Looking at the existing sinks, it looks like there's no real value in having an abstraction between expat and code that does the actual work in response to expat's callbacks. If we switched away from expat today, we'd have to change the current abstraction layer anyway. That is, I think it doesn't make sense to have a single class (like the old nsExpatDriver) that provides a set of expat callbacks and then provides another abstraction for concrete handler classes that do the real work. I propose we make the concrete handler classes set themselves as expat callbacks directly. That is, mozilla::parser::xml::TreeOpGenerator should know how to register itself as the handler of various expat callbacks.

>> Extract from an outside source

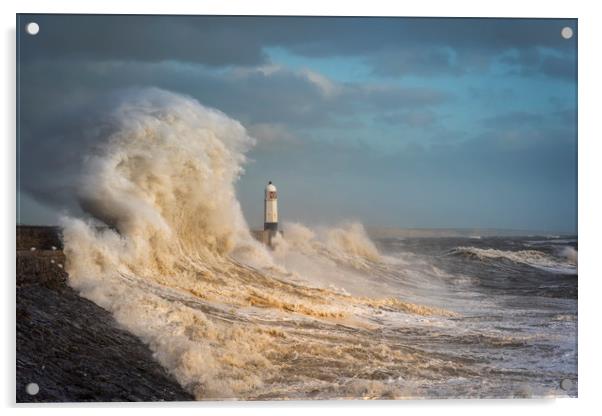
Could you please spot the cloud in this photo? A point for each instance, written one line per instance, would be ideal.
(391, 46)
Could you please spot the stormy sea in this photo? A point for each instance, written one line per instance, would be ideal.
(328, 312)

I think it would make sense to have a common superclass for classes that can handle expat callbacks, but instead of being anything like nsIXMLContentSink or nsIExpatSink, I think the only commonality the classes need to have is the ability to register themselves as expat callback handler. So the common superclass could look like this:

class mozilla::parser::xml::AExpatHandler {
  virtual void RegisterCallbacksInto(XML_Parser aParser) = 0;
}

Dealing with stream data off the main thread

mozilla::parser::xml::StreamParser should implement nsIStreamListener on the main thread and copy data over to the parser thread the way nsHtml5StreamParser does.

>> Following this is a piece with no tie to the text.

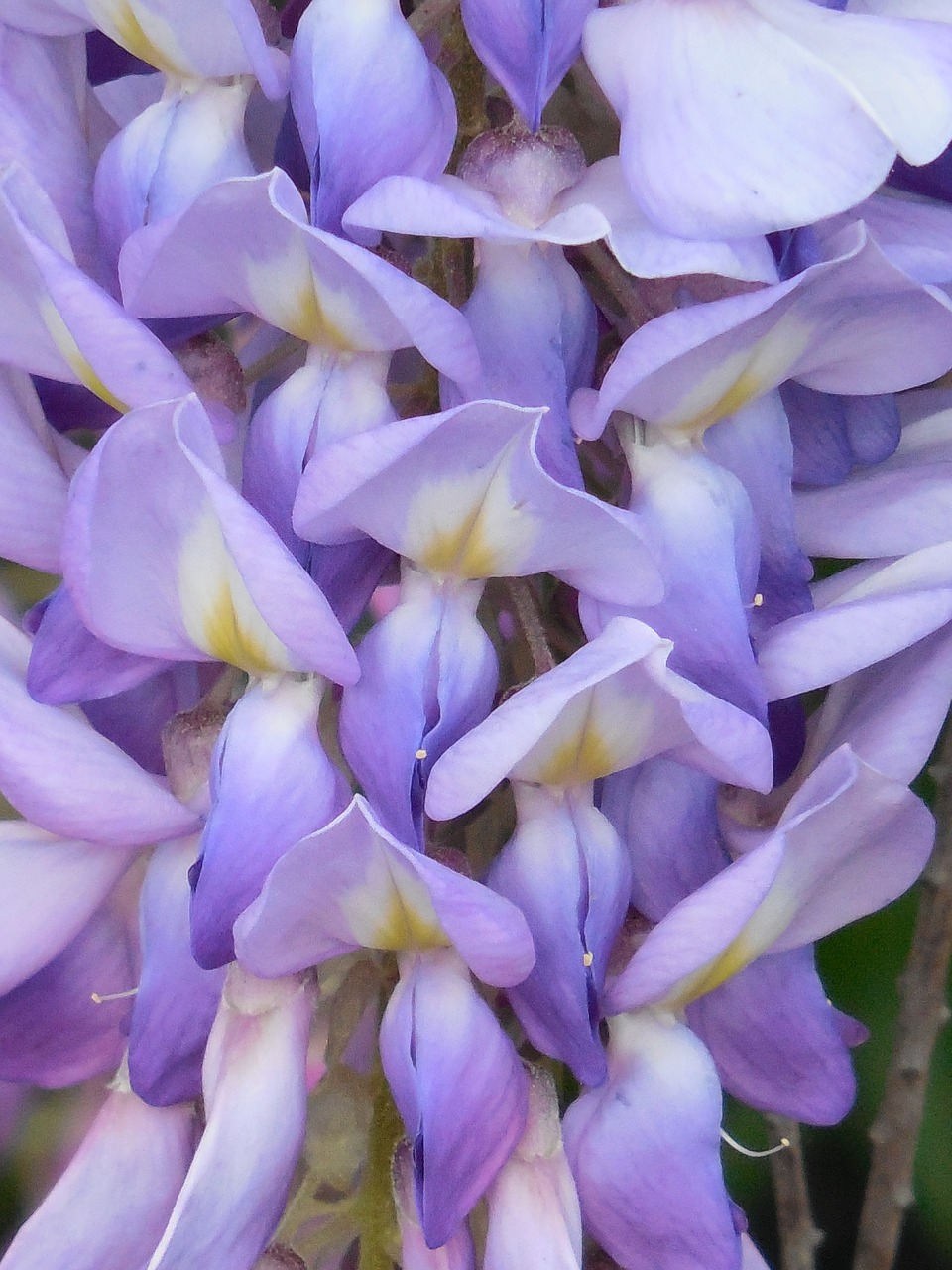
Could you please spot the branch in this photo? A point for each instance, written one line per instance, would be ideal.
(798, 1236)
(526, 604)
(921, 1014)
(428, 16)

Dealing with entity references off the main thread

Currently, we map a small set of magic public ids to a DTD file that we actually feed to expat so that it gets parsed every time the user loads a document that references one of the magic public ids, such as the public ids for the XHTML 1.0 DTDs. This way, entities defined in the XHTML 1.0 DTDs are available to documents.

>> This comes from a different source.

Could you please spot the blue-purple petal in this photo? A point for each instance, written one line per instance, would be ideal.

Since our IO APIs are meant to be called on the main thread, starting IO for the local DTD file from the parser thread is not good. And in any case, it's rather silly to parse an actual file when we know in advance what the file will contain.

Instead of parsing a special file in this case, expat should be hacked in such a way that its internal entity tables can be mutated to a state that's equivalent with the state they'd end up in by parsing the special DTD without actually parsing anything.